How Debuggers Work¶
Interactive debuggers are tools that allow you to selectively observe the program state during an execution. In this chapter, you will learn how such debuggers work – by building your own debugger.
from bookutils import YouTubeVideo
YouTubeVideo("4aZ0t7CWSjA")
Prerequisites
- You should have read the Chapter on Tracing Executions.
- Again, knowing a bit of Python is helpful for understanding the code examples in the book.
import bookutils.setup
import sys
from Tracer import Tracer
Synopsis¶
To use the code provided in this chapter, write
>>> from debuggingbook.Debugger import <identifier>
and then make use of the following features.
This chapter provides an interactive debugger for Python functions. The debugger is invoked as
with Debugger():
function_to_be_observed()
...
While running, you can enter debugger commands at the (debugger)
prompt. Here's an example session:
>>> with Debugger():
>>> ret = remove_html_markup('abc')
Calling remove_html_markup(s = 'abc')
(debugger) help
break -- Set a breakpoint in given line. If no line is given, list all breakpoints
continue -- Resume execution
delete -- Delete breakpoint in line given by `arg`.
Without given line, clear all breakpoints
help -- Give help on given `command`. If no command is given, give help on all
list -- Show current function. If `arg` is given, show its source code.
print -- Print an expression.
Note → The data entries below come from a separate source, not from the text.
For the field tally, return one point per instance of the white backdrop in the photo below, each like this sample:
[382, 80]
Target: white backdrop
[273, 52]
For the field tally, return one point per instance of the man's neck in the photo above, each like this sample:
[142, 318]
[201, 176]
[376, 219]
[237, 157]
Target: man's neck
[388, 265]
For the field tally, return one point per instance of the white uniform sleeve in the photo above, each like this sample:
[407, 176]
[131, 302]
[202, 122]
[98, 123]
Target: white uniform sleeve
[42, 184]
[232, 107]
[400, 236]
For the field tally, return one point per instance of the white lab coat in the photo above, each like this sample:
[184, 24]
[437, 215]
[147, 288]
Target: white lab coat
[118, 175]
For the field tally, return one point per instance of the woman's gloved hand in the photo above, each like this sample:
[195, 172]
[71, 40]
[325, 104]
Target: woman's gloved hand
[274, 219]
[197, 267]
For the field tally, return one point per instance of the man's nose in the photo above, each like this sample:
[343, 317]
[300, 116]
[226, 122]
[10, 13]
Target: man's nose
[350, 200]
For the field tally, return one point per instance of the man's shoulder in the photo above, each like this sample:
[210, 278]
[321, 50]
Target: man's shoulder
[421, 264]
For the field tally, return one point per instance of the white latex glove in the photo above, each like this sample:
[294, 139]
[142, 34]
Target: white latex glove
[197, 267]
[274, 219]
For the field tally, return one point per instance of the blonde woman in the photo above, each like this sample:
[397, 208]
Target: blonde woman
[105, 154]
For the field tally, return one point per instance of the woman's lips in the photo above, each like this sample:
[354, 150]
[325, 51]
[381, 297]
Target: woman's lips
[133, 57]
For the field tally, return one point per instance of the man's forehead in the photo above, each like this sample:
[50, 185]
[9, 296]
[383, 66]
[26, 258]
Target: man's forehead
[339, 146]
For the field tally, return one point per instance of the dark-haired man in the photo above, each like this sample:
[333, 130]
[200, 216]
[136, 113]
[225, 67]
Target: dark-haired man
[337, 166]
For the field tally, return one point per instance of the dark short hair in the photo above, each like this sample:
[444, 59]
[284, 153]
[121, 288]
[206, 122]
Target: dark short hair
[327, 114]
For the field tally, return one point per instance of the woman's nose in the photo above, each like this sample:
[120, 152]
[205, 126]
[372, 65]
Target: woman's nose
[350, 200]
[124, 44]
If no expression is given, print all variables
quit -- Finish execution
step -- Execute up to the next line
(debugger) break 14
Breakpoints: {14}
(debugger) list
1> def remove_html_markup(s): # type: ignore
2 tag = False
3 quote = False
4 out = ""
5
6 for c in s:
7 if c == '<' and not quote:
8 tag = True
9 elif c == '>' and not quote:
10 tag = False
11 elif c == '"' or c == "'" and tag:
12 quote = not quote
13 elif not tag:
14# out = out + c
15
16 return out
(debugger) continue
# tag = False, quote = False, out = '', c = 'a'
14 out = out + c
(debugger) step
# out = 'a'
6 for c in s:
(debugger) print out
out = 'a'
(debugger) quit
The Debugger
class can be easily extended in subclasses. A new method NAME_command(self, arg)
will be invoked whenever a command named NAME
is entered, with arg
holding given command arguments (empty string if none).
Debuggers¶
Interactive Debuggers (or short debuggers) are tools that allow you to observe program executions. A debugger typically offers the following features:
- Run the program
- Define conditions under which the execution should stop and hand over control to the debugger. Conditions include
- a particular location is reached
- a particular variable takes a particular value
- a particular variable is accessed
- or some other condition of choice.
- When the program stops, you can observe the current state, including
- the current location
- variables and their values
- the current function and its callers
- When the program stops, you can step through program execution, having it stop at the next instruction again.
- Finally, you can also resume execution to the next stop.
This functionality often comes as a command-line interface, typing commands at a prompt; or as a graphical user interface, selecting commands from the screen. Debuggers can come as standalone tools, or be integrated into a programming environment of choice.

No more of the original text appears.